International students in particular have been blamed for high rents and low vacancy rates in the suburbs surrounding major universities. The Reserve Bank of Australia found that the return of international students after lockdowns had a marginal effect on rents, contributing at most 0.5 percentage points to rent increases. The majority of rent increases occurred before the borders were reopened, jumping by 13.8 percent between 2021 and 2022.

So if migrants aren’t to blame, why are house prices and rents so unaffordable?

House prices and rents are soaring because access to housing in Australia is dominated by a for-profit market that is rigged in the interests of billionaire developers and wealthy investors.

Developers like Mirvac and Meriton (owned by Australia’s second-richest person, Harry Triguboff) are making a killing from high house prices. Meriton made $290 million in profits last year, and Mirvac more than $500 million. And that’s only two of the companies that dominate the housing market.

Their only concern is profit, and they have a clear interest in higher house prices. In April, the Melbourne Age newspaper reported that developers in Melbourne were letting 8,000 properties sit empty because prices weren’t high enough, and selling them too quickly would bring down the cost to buyers.

Developers receive tax and development concessions from the government and benefit from policies like the First Home Buyers scheme, which claims to make it easier for people to buy, but actually drives up prices.

The tiny proportion of investors who own most investment properties (1 percent of taxpayers own more than 25 percent of them) also want to drive up prices. They receive massive handouts from the government that subsidise their speculation, which increases prices and allows them to out-compete first-home buyers for properties.

Negative gearing (when a property costs more to maintain than it generates in income, even if it is increasing in value) allows them to claim losses as a tax deduction, and capital gains tax discounts mean they pocket more of the returns when they sell. The ABC reported last year that CGT discounts cost the public $23 billion, with 80 percent of the benefits going to the top 10 percent of taxpayers.

These government handouts mean that investors and developers can sit on properties until the price is right. Some rent them out, others leave them empty, knowing they’ll get a tax concession when they sell. That’s why Prosper Australia, a research and advocacy group, estimates that there are 100,000 empty or “barely used” properties in Melbourne while 30,000 Victorians are homeless.

Blaming migrants for the housing crisis shifts the blame away from those who are actually responsible: big corporations and banks, the super-wealthy and Labor and Liberal governments. Migrant bashing is about dividing workers to make it harder for us to unite and fight against our common enemy. The super-rich would much rather have us blaming each other for unaffordable homes than aiming our sights on them.

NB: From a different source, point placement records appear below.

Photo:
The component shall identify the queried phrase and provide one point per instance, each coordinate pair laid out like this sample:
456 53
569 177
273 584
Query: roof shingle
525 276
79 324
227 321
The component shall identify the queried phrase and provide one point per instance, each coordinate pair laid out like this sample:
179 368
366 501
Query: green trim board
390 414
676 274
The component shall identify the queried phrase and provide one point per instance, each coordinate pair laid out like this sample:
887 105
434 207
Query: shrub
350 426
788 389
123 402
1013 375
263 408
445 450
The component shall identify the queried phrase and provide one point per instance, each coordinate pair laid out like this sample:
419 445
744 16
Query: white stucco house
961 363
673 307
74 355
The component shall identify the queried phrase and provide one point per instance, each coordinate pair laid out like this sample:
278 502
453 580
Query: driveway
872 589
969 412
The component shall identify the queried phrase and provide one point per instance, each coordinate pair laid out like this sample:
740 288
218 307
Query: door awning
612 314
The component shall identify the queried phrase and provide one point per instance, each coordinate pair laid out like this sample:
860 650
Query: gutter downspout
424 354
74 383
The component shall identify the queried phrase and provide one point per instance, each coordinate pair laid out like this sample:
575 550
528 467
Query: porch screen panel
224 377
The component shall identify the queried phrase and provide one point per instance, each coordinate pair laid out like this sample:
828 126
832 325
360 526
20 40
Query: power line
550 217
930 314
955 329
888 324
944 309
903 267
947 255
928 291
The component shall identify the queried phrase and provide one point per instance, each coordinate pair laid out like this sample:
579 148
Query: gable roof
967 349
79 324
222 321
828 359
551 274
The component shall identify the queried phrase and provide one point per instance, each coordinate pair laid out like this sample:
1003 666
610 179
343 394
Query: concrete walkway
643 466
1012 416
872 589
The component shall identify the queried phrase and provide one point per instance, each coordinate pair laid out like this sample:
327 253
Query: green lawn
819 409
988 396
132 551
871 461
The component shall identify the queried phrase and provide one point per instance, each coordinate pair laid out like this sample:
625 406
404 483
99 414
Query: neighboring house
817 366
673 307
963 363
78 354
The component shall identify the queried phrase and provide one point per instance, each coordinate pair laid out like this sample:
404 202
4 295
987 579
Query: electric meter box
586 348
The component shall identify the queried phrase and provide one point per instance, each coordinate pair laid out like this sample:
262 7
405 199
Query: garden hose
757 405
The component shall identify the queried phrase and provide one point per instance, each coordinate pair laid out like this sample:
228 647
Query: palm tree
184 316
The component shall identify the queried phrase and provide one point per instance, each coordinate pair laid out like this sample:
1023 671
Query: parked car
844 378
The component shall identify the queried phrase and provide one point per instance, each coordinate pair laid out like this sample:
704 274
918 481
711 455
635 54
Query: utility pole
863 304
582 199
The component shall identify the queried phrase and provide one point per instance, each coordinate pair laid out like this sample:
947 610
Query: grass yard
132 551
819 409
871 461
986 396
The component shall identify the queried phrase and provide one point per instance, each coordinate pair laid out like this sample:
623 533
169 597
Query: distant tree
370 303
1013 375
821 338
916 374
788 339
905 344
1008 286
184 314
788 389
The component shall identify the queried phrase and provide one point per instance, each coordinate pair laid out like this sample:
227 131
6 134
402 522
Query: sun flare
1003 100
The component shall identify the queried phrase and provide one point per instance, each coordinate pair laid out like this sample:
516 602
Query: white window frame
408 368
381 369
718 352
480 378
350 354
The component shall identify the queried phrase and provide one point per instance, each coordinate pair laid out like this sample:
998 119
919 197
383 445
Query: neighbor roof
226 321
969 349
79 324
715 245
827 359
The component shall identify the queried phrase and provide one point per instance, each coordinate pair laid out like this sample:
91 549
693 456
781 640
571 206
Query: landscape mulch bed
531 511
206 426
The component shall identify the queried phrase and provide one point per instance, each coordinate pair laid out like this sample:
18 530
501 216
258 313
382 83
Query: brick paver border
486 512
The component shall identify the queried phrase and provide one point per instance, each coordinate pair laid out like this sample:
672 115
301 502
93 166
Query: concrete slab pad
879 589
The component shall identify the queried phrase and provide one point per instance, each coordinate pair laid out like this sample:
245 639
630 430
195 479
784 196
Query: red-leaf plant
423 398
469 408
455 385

The argument that migrants are responsible for the housing crisis in Australia has no basis in fact and is propaganda in the service of the economic elites.

Even if there were a housing shortage and migration was having a measurable impact on housing affordability, socialists would still oppose blaming immigrants and imposing migration controls.

Australia is one of the wealthiest countries in the world. We have more than enough resources and productive capacity to comfortably house a significantly larger population. The problem is that the vast majority of that wealth is owned and controlled by a tiny minority of the population, whose sole concern is making profits.

The housing crisis won’t be fixed by blaming migrants or limiting immigration. The solutions lie in challenging the market’s domination over access to housing, the power and wealth of developers and investors, and the Labor and Liberal governments that act in their interests.